Vue aérienne de N'Djamena. © Arne Hoel, Banque mondiale

Le Tchad a accompli des progrès en matière de réduction de la pauvreté, passant de 47 % de sa population en 2011 à 42 % en 2018. Cependant la crise de la COVID-19 est venue entraver les progrès économiques et sociaux, entraînant une récession et faisant passer dans l’extrême pauvreté des centaines de milliers de Tchadiens. Une série de rapports de la Banque mondiale – dont la dernière note sur la situation économique du Tchad, l’évaluation de la pauvreté 2021, et le rapport sur l’impact économique des inégalités entre les sexes – offre une vision à 360° des dernières tendances en matière de développement pour le pays. Ces tableaux illustrent les principaux défis et les principales opportunités de réformes pour promouvoir une reprise résiliente et inclusive. 

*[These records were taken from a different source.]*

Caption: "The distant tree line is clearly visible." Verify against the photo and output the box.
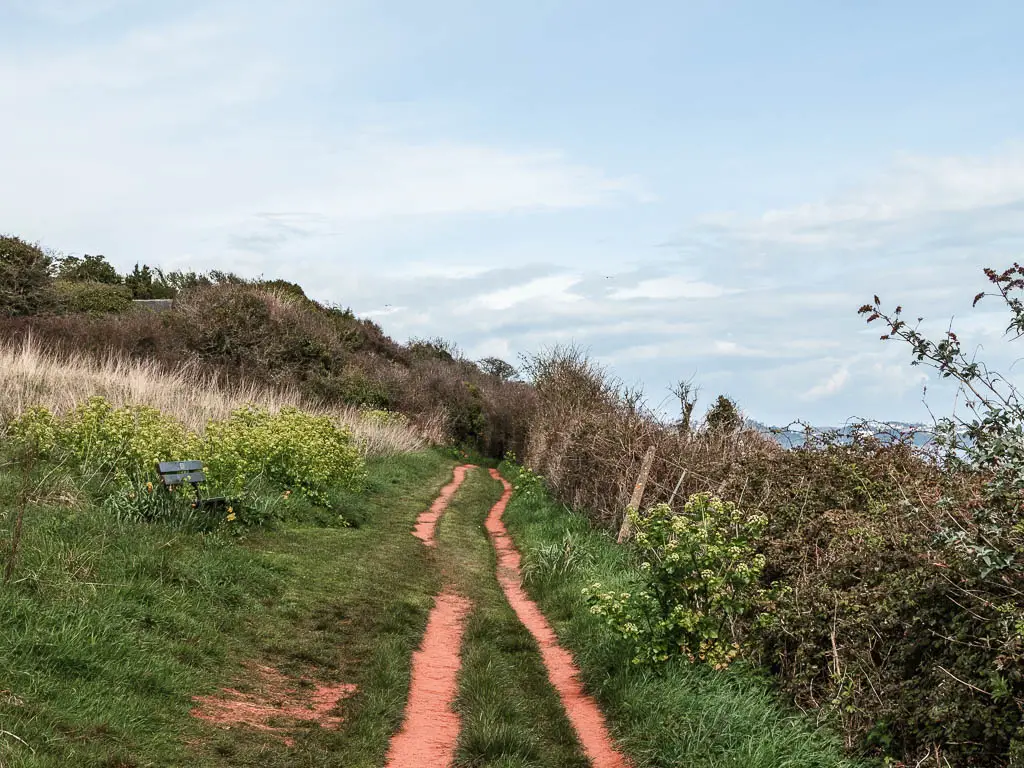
[0,236,260,316]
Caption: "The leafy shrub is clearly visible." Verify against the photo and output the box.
[53,280,131,314]
[56,254,121,286]
[203,408,365,503]
[585,494,768,669]
[48,397,199,481]
[7,397,365,507]
[0,236,53,316]
[705,394,743,432]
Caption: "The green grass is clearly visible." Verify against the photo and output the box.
[0,453,868,768]
[504,466,857,768]
[438,469,588,768]
[0,453,452,768]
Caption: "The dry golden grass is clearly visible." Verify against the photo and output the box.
[0,338,427,456]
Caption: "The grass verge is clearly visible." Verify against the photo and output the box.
[502,465,858,768]
[0,453,452,768]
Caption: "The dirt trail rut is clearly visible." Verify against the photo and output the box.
[486,469,629,768]
[386,464,630,768]
[386,464,474,768]
[386,593,470,768]
[413,464,476,547]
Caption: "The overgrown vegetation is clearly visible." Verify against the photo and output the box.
[502,463,856,768]
[0,453,451,768]
[525,267,1024,768]
[0,231,1024,768]
[0,244,532,456]
[585,495,769,670]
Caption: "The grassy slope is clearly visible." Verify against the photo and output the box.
[0,453,864,768]
[0,454,452,768]
[439,469,587,768]
[497,466,855,768]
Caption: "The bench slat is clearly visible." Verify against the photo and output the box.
[160,472,206,485]
[157,462,203,475]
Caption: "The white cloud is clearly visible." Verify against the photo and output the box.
[698,144,1024,246]
[463,274,583,312]
[804,366,850,400]
[0,2,643,269]
[610,275,726,300]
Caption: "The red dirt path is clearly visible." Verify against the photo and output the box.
[413,464,476,547]
[487,469,630,768]
[385,593,471,768]
[191,664,355,746]
[386,464,476,768]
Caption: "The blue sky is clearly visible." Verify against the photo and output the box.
[0,0,1024,423]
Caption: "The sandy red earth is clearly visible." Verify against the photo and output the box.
[413,464,476,547]
[193,464,629,768]
[386,593,471,768]
[387,465,629,768]
[191,665,355,745]
[486,469,629,768]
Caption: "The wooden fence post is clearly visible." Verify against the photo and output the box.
[618,445,654,544]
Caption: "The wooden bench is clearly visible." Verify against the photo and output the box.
[157,462,225,509]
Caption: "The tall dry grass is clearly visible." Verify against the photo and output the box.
[0,337,427,456]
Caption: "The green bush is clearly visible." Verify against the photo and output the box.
[52,280,131,314]
[585,494,768,669]
[7,397,365,506]
[203,408,365,503]
[0,237,53,316]
[57,254,122,286]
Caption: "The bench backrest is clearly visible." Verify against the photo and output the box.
[157,462,206,485]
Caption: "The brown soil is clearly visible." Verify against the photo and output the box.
[191,665,355,745]
[413,464,476,547]
[386,593,470,768]
[487,469,629,768]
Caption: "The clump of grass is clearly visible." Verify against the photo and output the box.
[0,337,426,456]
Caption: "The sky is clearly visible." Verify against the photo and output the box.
[0,0,1024,424]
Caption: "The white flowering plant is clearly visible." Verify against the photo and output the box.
[584,494,769,669]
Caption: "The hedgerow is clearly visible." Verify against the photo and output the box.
[7,397,365,516]
[585,494,768,670]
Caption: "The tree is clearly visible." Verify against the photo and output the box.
[672,379,699,434]
[125,264,177,299]
[859,263,1024,573]
[476,357,519,381]
[705,394,743,432]
[57,254,122,286]
[0,236,53,316]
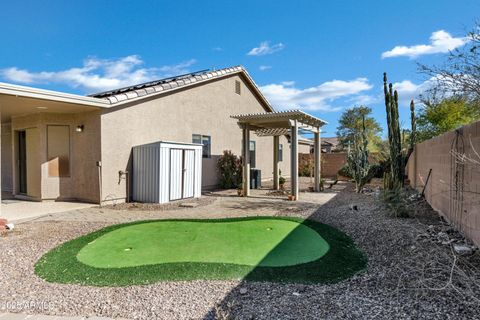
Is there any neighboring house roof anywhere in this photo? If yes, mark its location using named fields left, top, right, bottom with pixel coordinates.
left=90, top=66, right=274, bottom=111
left=322, top=137, right=339, bottom=147
left=0, top=66, right=274, bottom=112
left=0, top=82, right=110, bottom=108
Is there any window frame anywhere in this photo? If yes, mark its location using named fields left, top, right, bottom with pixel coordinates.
left=192, top=133, right=212, bottom=159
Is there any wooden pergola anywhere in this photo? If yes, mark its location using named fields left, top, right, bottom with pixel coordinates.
left=231, top=110, right=327, bottom=200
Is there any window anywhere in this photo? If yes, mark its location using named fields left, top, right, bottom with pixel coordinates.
left=249, top=141, right=257, bottom=168
left=235, top=80, right=242, bottom=94
left=47, top=125, right=70, bottom=177
left=192, top=134, right=212, bottom=158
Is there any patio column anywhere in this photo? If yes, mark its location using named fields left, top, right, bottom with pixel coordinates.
left=290, top=120, right=298, bottom=200
left=313, top=129, right=322, bottom=192
left=242, top=123, right=250, bottom=197
left=273, top=136, right=280, bottom=190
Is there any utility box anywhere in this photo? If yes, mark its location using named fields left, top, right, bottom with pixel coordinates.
left=132, top=141, right=203, bottom=203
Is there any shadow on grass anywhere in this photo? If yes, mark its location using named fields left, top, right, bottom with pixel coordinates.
left=203, top=186, right=368, bottom=320
left=35, top=217, right=366, bottom=286
left=35, top=188, right=367, bottom=319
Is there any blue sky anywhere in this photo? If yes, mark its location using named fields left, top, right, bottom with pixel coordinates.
left=0, top=0, right=480, bottom=136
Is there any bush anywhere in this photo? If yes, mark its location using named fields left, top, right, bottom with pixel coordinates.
left=338, top=164, right=352, bottom=179
left=217, top=150, right=242, bottom=189
left=369, top=164, right=385, bottom=179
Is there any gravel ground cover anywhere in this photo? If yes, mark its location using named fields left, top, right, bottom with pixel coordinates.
left=0, top=184, right=480, bottom=319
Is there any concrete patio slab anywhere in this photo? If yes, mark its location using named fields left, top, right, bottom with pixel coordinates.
left=0, top=199, right=97, bottom=223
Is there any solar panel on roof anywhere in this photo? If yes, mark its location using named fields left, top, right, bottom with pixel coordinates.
left=88, top=69, right=210, bottom=98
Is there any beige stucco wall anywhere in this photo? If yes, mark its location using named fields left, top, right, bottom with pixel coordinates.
left=10, top=111, right=100, bottom=202
left=407, top=122, right=480, bottom=245
left=101, top=75, right=290, bottom=199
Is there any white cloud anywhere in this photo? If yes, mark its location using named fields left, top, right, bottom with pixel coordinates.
left=247, top=41, right=285, bottom=56
left=381, top=78, right=435, bottom=107
left=382, top=30, right=468, bottom=59
left=0, top=55, right=196, bottom=93
left=260, top=78, right=373, bottom=111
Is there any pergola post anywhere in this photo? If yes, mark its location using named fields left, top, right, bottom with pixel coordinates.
left=313, top=129, right=322, bottom=192
left=290, top=120, right=298, bottom=200
left=273, top=136, right=280, bottom=190
left=242, top=123, right=250, bottom=197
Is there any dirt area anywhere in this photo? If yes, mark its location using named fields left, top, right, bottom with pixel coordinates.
left=0, top=185, right=480, bottom=319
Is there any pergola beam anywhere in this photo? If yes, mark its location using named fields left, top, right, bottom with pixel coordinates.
left=231, top=110, right=327, bottom=200
left=290, top=120, right=298, bottom=200
left=242, top=124, right=250, bottom=197
left=273, top=136, right=280, bottom=190
left=313, top=130, right=322, bottom=192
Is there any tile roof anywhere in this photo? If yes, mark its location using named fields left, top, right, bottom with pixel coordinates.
left=90, top=66, right=266, bottom=106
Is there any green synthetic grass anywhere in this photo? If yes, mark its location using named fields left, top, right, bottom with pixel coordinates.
left=35, top=217, right=367, bottom=286
left=77, top=219, right=329, bottom=268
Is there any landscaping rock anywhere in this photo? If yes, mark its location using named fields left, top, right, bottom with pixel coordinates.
left=453, top=243, right=475, bottom=256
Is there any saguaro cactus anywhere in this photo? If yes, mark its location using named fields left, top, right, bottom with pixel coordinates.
left=383, top=73, right=405, bottom=189
left=347, top=115, right=370, bottom=192
left=405, top=99, right=417, bottom=161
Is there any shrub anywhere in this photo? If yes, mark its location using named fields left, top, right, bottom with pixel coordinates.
left=369, top=164, right=385, bottom=179
left=338, top=164, right=352, bottom=179
left=217, top=150, right=242, bottom=189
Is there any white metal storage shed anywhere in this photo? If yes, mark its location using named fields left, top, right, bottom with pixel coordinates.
left=132, top=141, right=203, bottom=203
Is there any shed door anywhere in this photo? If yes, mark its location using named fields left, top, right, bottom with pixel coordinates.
left=183, top=150, right=195, bottom=198
left=170, top=149, right=183, bottom=200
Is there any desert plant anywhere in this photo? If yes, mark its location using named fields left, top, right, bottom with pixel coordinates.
left=383, top=73, right=405, bottom=190
left=347, top=116, right=370, bottom=192
left=278, top=173, right=287, bottom=190
left=217, top=150, right=242, bottom=189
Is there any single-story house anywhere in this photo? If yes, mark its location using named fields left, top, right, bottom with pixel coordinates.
left=0, top=66, right=320, bottom=203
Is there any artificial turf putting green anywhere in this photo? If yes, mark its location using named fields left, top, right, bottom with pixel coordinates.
left=77, top=219, right=329, bottom=268
left=35, top=217, right=367, bottom=286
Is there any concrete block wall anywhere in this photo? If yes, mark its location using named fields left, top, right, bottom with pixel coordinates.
left=407, top=121, right=480, bottom=245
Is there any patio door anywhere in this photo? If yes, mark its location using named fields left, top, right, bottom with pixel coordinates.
left=182, top=150, right=195, bottom=198
left=15, top=128, right=41, bottom=199
left=169, top=149, right=195, bottom=200
left=17, top=131, right=27, bottom=194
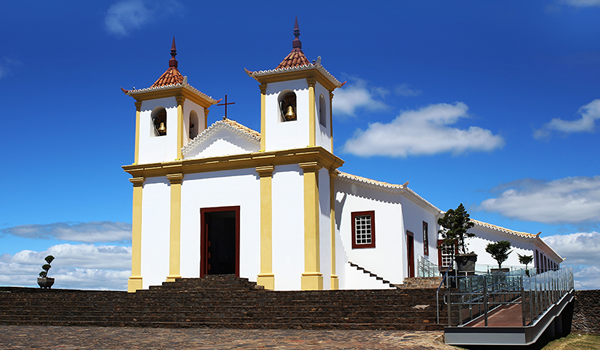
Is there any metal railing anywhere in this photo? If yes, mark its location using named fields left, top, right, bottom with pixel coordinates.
left=438, top=268, right=574, bottom=327
left=417, top=255, right=441, bottom=277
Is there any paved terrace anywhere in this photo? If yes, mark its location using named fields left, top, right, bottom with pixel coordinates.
left=0, top=326, right=456, bottom=350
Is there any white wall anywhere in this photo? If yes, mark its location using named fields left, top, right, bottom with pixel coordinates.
left=401, top=195, right=439, bottom=277
left=315, top=83, right=333, bottom=153
left=184, top=127, right=260, bottom=159
left=272, top=165, right=304, bottom=290
left=262, top=79, right=309, bottom=151
left=181, top=169, right=260, bottom=281
left=335, top=178, right=406, bottom=285
left=138, top=97, right=177, bottom=164
left=141, top=176, right=171, bottom=288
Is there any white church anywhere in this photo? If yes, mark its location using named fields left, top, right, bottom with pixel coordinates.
left=123, top=21, right=563, bottom=292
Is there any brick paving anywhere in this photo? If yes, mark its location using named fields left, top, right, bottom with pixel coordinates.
left=0, top=326, right=455, bottom=350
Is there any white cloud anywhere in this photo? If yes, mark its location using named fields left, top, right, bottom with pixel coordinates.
left=561, top=0, right=600, bottom=7
left=0, top=244, right=131, bottom=290
left=533, top=99, right=600, bottom=140
left=543, top=232, right=600, bottom=266
left=0, top=221, right=131, bottom=243
left=104, top=0, right=182, bottom=36
left=394, top=83, right=423, bottom=97
left=333, top=77, right=389, bottom=116
left=344, top=102, right=504, bottom=157
left=478, top=176, right=600, bottom=224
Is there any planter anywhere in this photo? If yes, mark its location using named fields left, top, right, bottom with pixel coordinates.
left=38, top=277, right=54, bottom=289
left=454, top=253, right=477, bottom=276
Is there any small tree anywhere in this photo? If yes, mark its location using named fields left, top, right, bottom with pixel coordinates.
left=517, top=253, right=533, bottom=271
left=485, top=241, right=512, bottom=269
left=40, top=255, right=54, bottom=278
left=438, top=203, right=475, bottom=255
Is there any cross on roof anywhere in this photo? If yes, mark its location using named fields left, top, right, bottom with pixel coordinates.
left=217, top=95, right=235, bottom=118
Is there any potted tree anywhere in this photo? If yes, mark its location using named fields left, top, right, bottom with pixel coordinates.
left=485, top=241, right=512, bottom=273
left=517, top=253, right=533, bottom=276
left=38, top=255, right=54, bottom=289
left=438, top=203, right=477, bottom=274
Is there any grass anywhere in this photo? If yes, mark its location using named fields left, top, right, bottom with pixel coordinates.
left=542, top=333, right=600, bottom=350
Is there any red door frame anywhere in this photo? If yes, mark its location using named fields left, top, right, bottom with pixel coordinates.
left=406, top=231, right=415, bottom=277
left=200, top=205, right=240, bottom=278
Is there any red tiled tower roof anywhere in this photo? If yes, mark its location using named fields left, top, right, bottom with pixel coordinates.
left=151, top=37, right=183, bottom=88
left=275, top=16, right=310, bottom=69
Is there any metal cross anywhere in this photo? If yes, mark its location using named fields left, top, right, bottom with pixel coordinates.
left=217, top=95, right=235, bottom=118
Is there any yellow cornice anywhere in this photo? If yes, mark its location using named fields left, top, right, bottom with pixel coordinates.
left=253, top=68, right=336, bottom=91
left=123, top=147, right=344, bottom=178
left=131, top=86, right=215, bottom=108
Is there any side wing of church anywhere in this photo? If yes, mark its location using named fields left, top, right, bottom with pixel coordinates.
left=123, top=21, right=562, bottom=292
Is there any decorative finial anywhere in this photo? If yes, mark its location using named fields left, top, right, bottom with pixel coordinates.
left=292, top=16, right=302, bottom=50
left=169, top=37, right=177, bottom=68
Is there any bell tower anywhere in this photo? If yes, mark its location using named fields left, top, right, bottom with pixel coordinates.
left=121, top=38, right=218, bottom=164
left=246, top=18, right=343, bottom=153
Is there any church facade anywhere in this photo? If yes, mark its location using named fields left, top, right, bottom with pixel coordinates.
left=123, top=22, right=562, bottom=292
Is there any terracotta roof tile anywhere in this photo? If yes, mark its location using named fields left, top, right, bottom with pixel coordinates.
left=275, top=48, right=310, bottom=69
left=151, top=67, right=183, bottom=87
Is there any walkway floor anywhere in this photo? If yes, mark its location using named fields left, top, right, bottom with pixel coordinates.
left=469, top=304, right=523, bottom=327
left=0, top=326, right=455, bottom=350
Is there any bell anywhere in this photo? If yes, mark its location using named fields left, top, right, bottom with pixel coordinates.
left=158, top=122, right=167, bottom=136
left=285, top=105, right=296, bottom=120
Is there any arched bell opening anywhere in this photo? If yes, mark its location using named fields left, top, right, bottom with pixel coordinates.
left=151, top=107, right=167, bottom=136
left=319, top=94, right=327, bottom=127
left=277, top=90, right=298, bottom=122
left=188, top=111, right=198, bottom=140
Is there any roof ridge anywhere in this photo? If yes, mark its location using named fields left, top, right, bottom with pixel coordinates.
left=181, top=118, right=261, bottom=154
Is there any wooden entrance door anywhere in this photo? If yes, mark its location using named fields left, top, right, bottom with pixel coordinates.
left=200, top=206, right=240, bottom=277
left=406, top=231, right=415, bottom=277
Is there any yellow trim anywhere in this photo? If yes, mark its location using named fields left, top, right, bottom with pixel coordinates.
left=306, top=78, right=317, bottom=146
left=329, top=91, right=333, bottom=153
left=298, top=162, right=323, bottom=290
left=256, top=166, right=275, bottom=290
left=175, top=96, right=185, bottom=159
left=329, top=171, right=340, bottom=290
left=123, top=147, right=344, bottom=177
left=204, top=108, right=210, bottom=133
left=253, top=69, right=337, bottom=91
left=167, top=173, right=183, bottom=282
left=133, top=102, right=142, bottom=164
left=127, top=177, right=144, bottom=293
left=259, top=84, right=267, bottom=151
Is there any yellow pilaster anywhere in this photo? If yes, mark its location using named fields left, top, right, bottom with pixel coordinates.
left=329, top=91, right=333, bottom=153
left=259, top=84, right=267, bottom=151
left=175, top=96, right=185, bottom=159
left=133, top=101, right=142, bottom=164
left=329, top=170, right=340, bottom=290
left=306, top=78, right=317, bottom=146
left=204, top=108, right=209, bottom=130
left=167, top=173, right=183, bottom=282
left=256, top=166, right=275, bottom=290
left=127, top=177, right=144, bottom=293
left=299, top=162, right=323, bottom=290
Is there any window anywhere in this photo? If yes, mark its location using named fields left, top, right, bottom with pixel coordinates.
left=352, top=210, right=375, bottom=249
left=423, top=221, right=429, bottom=256
left=150, top=107, right=167, bottom=136
left=277, top=90, right=297, bottom=122
left=319, top=95, right=327, bottom=127
left=438, top=239, right=458, bottom=268
left=188, top=111, right=199, bottom=140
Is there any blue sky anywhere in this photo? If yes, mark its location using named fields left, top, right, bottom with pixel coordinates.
left=0, top=0, right=600, bottom=289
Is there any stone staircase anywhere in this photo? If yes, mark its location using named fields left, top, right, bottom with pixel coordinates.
left=0, top=275, right=446, bottom=330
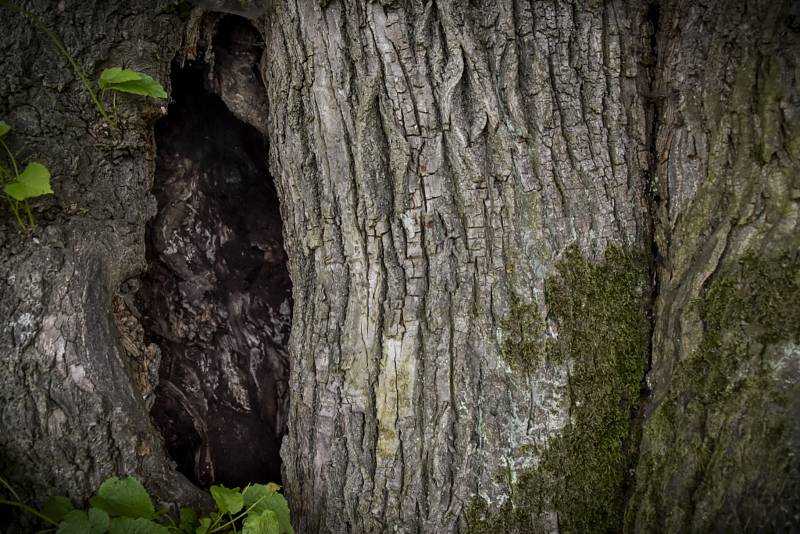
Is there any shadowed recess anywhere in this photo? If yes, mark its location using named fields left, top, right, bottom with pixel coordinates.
left=138, top=17, right=292, bottom=492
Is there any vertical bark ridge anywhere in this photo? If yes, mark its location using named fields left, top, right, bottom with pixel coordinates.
left=265, top=2, right=647, bottom=532
left=626, top=1, right=800, bottom=532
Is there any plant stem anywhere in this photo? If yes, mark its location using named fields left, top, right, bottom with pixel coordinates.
left=22, top=200, right=36, bottom=228
left=6, top=197, right=27, bottom=228
left=0, top=139, right=19, bottom=176
left=0, top=499, right=58, bottom=526
left=208, top=495, right=266, bottom=534
left=0, top=0, right=117, bottom=128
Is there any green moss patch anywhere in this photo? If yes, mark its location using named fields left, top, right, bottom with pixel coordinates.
left=626, top=251, right=800, bottom=531
left=466, top=247, right=650, bottom=534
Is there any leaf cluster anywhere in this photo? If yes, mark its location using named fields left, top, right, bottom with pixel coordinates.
left=0, top=121, right=53, bottom=231
left=0, top=477, right=294, bottom=534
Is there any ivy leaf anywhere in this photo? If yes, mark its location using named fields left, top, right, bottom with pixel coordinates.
left=97, top=67, right=142, bottom=89
left=42, top=496, right=75, bottom=523
left=57, top=510, right=92, bottom=534
left=98, top=67, right=167, bottom=98
left=211, top=486, right=244, bottom=514
left=242, top=510, right=281, bottom=534
left=180, top=508, right=197, bottom=533
left=108, top=517, right=169, bottom=534
left=57, top=508, right=109, bottom=534
left=195, top=517, right=211, bottom=534
left=244, top=483, right=294, bottom=534
left=3, top=163, right=53, bottom=202
left=89, top=508, right=110, bottom=534
left=89, top=477, right=155, bottom=527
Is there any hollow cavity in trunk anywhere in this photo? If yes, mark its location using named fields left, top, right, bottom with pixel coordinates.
left=138, top=17, right=292, bottom=492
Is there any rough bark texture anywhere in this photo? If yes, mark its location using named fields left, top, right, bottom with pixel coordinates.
left=0, top=1, right=209, bottom=512
left=264, top=1, right=650, bottom=532
left=0, top=0, right=800, bottom=533
left=626, top=1, right=800, bottom=532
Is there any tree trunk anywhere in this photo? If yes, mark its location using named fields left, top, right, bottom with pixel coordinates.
left=0, top=0, right=800, bottom=533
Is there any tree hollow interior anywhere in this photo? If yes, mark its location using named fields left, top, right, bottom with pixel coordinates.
left=138, top=16, right=292, bottom=492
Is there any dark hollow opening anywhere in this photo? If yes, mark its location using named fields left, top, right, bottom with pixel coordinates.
left=138, top=16, right=292, bottom=487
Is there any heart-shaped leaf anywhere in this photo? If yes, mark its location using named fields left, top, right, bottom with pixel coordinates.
left=108, top=517, right=169, bottom=534
left=42, top=496, right=75, bottom=523
left=3, top=162, right=53, bottom=202
left=98, top=67, right=167, bottom=98
left=89, top=477, right=156, bottom=519
left=211, top=486, right=244, bottom=514
left=244, top=488, right=294, bottom=534
left=242, top=510, right=281, bottom=534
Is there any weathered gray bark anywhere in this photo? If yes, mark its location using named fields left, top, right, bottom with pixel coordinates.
left=0, top=1, right=209, bottom=512
left=0, top=0, right=800, bottom=533
left=264, top=1, right=650, bottom=532
left=626, top=1, right=800, bottom=532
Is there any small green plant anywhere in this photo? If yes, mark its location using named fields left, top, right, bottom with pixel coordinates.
left=0, top=477, right=294, bottom=534
left=0, top=121, right=53, bottom=231
left=0, top=0, right=167, bottom=128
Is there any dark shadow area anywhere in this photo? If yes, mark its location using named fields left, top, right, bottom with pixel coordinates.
left=137, top=17, right=292, bottom=486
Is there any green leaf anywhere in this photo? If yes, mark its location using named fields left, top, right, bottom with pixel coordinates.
left=195, top=517, right=211, bottom=534
left=211, top=486, right=244, bottom=514
left=89, top=508, right=110, bottom=534
left=3, top=163, right=53, bottom=202
left=180, top=508, right=197, bottom=534
left=109, top=517, right=169, bottom=534
left=89, top=477, right=155, bottom=519
left=97, top=67, right=142, bottom=89
left=244, top=490, right=294, bottom=534
left=42, top=496, right=75, bottom=523
left=57, top=508, right=109, bottom=534
left=108, top=74, right=167, bottom=98
left=242, top=510, right=281, bottom=534
left=57, top=510, right=92, bottom=534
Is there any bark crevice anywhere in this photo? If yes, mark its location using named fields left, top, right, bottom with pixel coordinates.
left=139, top=16, right=292, bottom=486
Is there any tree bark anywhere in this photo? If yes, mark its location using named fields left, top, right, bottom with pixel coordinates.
left=264, top=1, right=651, bottom=532
left=0, top=0, right=800, bottom=533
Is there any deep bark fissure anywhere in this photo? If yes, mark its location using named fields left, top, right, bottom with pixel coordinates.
left=620, top=0, right=663, bottom=521
left=139, top=16, right=292, bottom=494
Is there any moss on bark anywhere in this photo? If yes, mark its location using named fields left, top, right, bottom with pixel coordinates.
left=626, top=251, right=800, bottom=531
left=467, top=247, right=650, bottom=534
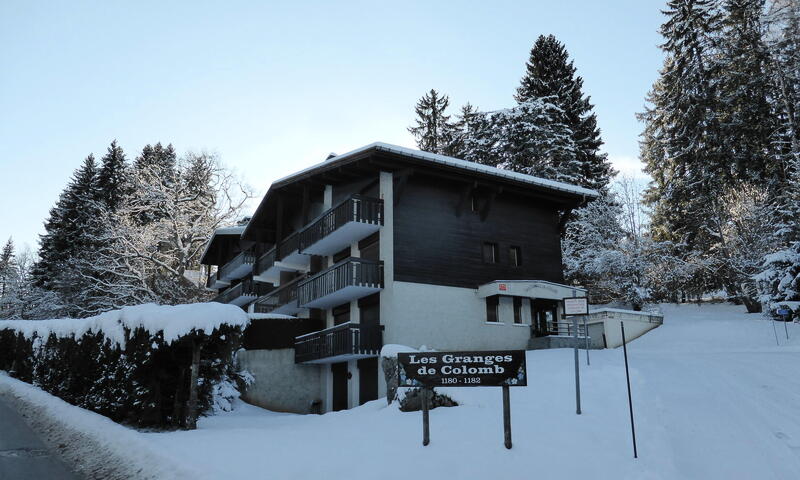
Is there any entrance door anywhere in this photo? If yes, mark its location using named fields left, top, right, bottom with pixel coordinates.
left=331, top=362, right=347, bottom=412
left=531, top=298, right=558, bottom=337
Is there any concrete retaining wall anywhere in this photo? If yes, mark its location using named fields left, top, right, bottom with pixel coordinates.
left=237, top=348, right=322, bottom=413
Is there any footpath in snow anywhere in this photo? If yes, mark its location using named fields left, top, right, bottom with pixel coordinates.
left=0, top=305, right=800, bottom=480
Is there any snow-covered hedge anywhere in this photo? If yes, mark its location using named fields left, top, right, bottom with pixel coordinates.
left=0, top=303, right=249, bottom=427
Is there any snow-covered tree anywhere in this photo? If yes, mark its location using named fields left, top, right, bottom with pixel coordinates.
left=77, top=153, right=251, bottom=315
left=408, top=89, right=453, bottom=154
left=515, top=35, right=614, bottom=190
left=706, top=184, right=774, bottom=313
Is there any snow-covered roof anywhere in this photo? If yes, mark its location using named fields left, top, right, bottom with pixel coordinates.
left=275, top=142, right=599, bottom=198
left=200, top=225, right=247, bottom=263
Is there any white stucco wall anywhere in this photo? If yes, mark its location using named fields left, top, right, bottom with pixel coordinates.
left=381, top=281, right=530, bottom=350
left=237, top=348, right=323, bottom=413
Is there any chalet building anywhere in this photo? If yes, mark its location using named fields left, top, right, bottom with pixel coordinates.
left=202, top=143, right=597, bottom=413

1. Une seconde récession économique en cinq ans  

Après la crise de 2015-2016, le Tchad a connu une reprise de courte durée, avant d’entrer à nouveau en récession en 2020. En 2018 et 2019, le pays avait renoué avec la croissance, principalement portée par l’augmentation de la production pétrolière, mais cette trajectoire s’est inversée avec la pandémie de COVID-19 et la baisse du prix du pétrole. En 2020, l’économie s’est contractée de 0,9 %. La reprise s’annonce donc graduelle et modeste.

Graphique 1.  Tchad – contribution des différents secteurs au PIB   

Chart 1.  Chad --  sector contribution to GDP
Source : Note sur la situation économique du Tchad, 2021

2. La pandémie a limité l’accès des ménages aux services essentiels et a accru la pauvreté  

Au cours de la dernière décennie, le Tchad a accompli des progrès en matière réduction de la pauvreté, avec une baisse du taux de pauvreté, qui est passé de 47 % en 2011 à 42 % en 2018. Cependant, l’effet des pertes de revenus a eu un impact négatif les transferts intérieurs ainsi que les envois de fonds des migrants. En outre, la hausse de l’inflation a entraîner une baisse de la consommation des ménages et une hausse de la part des habitants vivant sous le seuil national de pauvreté de 5,5 points de pourcentage en 2020. La fermeture des écoles a affecté les résultats en matière de scolarité des enfants, avec près de 90 % des élèves restant chez eux, sans aucun accès à des activités éducatives. On estime que la fermeture des écoles a accru les taux de décrochage et l’écart entre les sexes dans le domaine de l’éducation. 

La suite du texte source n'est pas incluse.